- A oto kolejny uczestnik igrzysk, pochodzący z czwartego dystryktu, Jake Williams!
Wszedłem na scenę. Wokół mnie pojawiła się tafla wody, tak jak w pokoju, która wywołała zachwyt wśród publiczności. Uścisnąłem rękę Cesarowi, prowadzącemu. Usiedliśmy na fotelach.
- Witaj, Jake! Jesteś z czwartego dystryktu, to pewnie stąd nawiązanie do tego niezwykłego efektu wody wokół stroju, tak?
- Zgadza się. Zupełnie się tego nie spodziewałem i byłem jeszcze bardziej zaskoczony niż widzowie - rozległy się śmiechy na widowni.
- Jesteś bardzo pewny siebie. Czy boisz się wejścia na arenę ?
- A czego tu się bać. Chyba jedynie tego, że po igrzyskach nie będę już w tak dobrej formie jak teraz - znów zaśmiało się parę osób.
- Jesteś przystojny i na pewno nie jedna dziewczyna zadziera za tobą głową. Więc powiedz nam czy masz jakąś miłość lub dziewczynę ?
- Tak, jest ktoś taki wyjątkowy w moim sercu, ale kim ona jest dowiecie się później.
- Już nie mogę się doczekać. Może to jedna z dziewczyn, które wejdą na arenę? A czy miałeś już okazje poznać lub chociaż rzucić okiem na swoich rywali?
- Mało jest okazji, kiedy spotykam się z innymi trybutami, najczęściej widuję Isabellę Jones, która jest razem ze mną w jednym dystrykcie. Oglądałem też trybutów z pierwszego, drugiego i trzeciego dystryktu, którzy przede mną udzielali wywiadu.
- Wydajesz się być prawdziwym mężczyzną, więc mam też takie pytanie.
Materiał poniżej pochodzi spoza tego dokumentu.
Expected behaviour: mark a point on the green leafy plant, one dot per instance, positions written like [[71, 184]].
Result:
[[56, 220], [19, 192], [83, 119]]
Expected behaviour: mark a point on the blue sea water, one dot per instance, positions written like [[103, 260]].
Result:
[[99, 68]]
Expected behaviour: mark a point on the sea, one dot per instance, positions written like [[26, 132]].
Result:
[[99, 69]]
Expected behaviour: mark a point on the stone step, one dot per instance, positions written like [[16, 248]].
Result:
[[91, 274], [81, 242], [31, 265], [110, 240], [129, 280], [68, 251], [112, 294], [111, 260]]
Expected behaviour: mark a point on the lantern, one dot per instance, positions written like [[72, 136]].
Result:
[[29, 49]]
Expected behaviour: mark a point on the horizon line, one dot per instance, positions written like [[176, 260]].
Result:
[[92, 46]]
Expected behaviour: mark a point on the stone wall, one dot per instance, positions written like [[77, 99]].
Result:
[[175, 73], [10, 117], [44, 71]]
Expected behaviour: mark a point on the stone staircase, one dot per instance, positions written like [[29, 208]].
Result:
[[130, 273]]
Czy będziesz wspierał damy ? Niektóre wyglądają na naprawdę słabe i drobne.
- Pozory mogą mylić - uśmiechnąłem się. - Nie lubię zabijać i nie będę tego robił na arenie, chyba, że od tego będzie zależało moje życie. A co do dam, no cóż... zobaczymy jak będzie.
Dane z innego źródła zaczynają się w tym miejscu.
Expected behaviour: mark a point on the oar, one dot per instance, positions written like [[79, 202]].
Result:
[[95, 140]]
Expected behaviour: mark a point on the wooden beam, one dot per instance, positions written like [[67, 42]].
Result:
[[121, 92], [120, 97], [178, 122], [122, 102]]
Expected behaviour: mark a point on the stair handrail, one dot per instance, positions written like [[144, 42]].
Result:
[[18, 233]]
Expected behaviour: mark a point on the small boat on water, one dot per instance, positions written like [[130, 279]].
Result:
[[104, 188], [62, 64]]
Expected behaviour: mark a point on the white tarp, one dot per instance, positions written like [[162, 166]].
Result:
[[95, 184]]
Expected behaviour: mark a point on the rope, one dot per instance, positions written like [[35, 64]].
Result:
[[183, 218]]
- Hmm.. masz bardzo elegancki strój.
- Na początku wydawał mi się zwyczajny, ale ta woda sprawiła, że zdobył uznanie w moich oczach.
-Miło mi było cie poznać, mam nadzieje że spotkamy się za tydzień i znowu sobie pogawędzimy. Pomyślnych Igrzysk, Jake!
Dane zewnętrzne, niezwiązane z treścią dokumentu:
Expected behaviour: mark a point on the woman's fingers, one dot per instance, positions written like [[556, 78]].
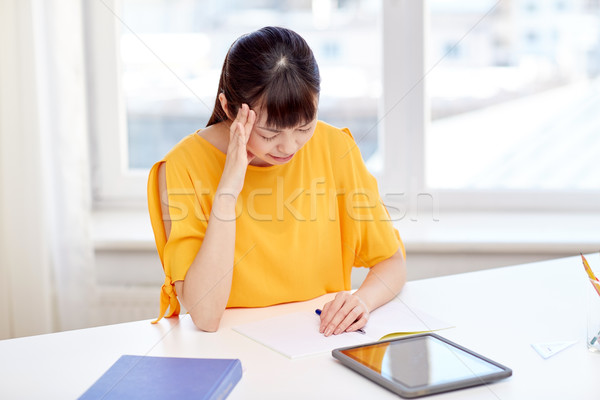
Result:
[[345, 313]]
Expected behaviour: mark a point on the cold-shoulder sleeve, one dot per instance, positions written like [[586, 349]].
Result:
[[188, 226]]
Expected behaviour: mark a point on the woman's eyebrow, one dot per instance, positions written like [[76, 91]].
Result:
[[274, 130], [270, 129]]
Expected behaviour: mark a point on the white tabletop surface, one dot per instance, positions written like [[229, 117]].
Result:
[[498, 313]]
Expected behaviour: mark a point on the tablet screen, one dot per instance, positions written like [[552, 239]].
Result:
[[421, 361]]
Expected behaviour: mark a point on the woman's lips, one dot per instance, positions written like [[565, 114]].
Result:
[[282, 159]]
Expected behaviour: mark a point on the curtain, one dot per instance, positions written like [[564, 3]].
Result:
[[46, 253]]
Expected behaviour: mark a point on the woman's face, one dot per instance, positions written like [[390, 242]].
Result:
[[277, 146]]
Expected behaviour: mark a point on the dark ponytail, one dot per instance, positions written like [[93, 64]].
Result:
[[272, 68]]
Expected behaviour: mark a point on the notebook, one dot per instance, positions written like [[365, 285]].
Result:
[[297, 334], [144, 377]]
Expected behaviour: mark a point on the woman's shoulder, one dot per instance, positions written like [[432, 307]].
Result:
[[338, 140]]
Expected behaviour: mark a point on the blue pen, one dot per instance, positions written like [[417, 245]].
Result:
[[318, 312]]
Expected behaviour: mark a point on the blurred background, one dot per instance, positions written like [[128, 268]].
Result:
[[477, 118]]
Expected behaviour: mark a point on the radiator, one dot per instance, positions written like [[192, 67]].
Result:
[[116, 304]]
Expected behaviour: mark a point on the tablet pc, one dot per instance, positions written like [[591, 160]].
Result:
[[419, 365]]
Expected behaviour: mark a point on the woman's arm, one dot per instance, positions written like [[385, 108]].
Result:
[[205, 290], [349, 312]]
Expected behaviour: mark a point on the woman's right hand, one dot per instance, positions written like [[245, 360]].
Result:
[[238, 156]]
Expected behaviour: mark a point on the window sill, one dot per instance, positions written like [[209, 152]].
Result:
[[449, 233]]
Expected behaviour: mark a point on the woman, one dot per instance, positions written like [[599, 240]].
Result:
[[268, 205]]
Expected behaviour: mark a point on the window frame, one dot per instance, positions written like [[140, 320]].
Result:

Zabrzmiał gong, na scenę weszła dziewczyna z piątego dystryktu w długiej, srebrnej sukience. Minąłem ją szybko i wyszedłem tylnym wejściem. Od razu podbiegli do mnie Chris i Bruce. Obaj poklepali mnie po ramieniu.
- Świetnie ci poszło - powiedział Chris.
Odetchnąłem z ulgą. Nie było tak źle. Zacząłem oglądać prezentacje innych trybutów.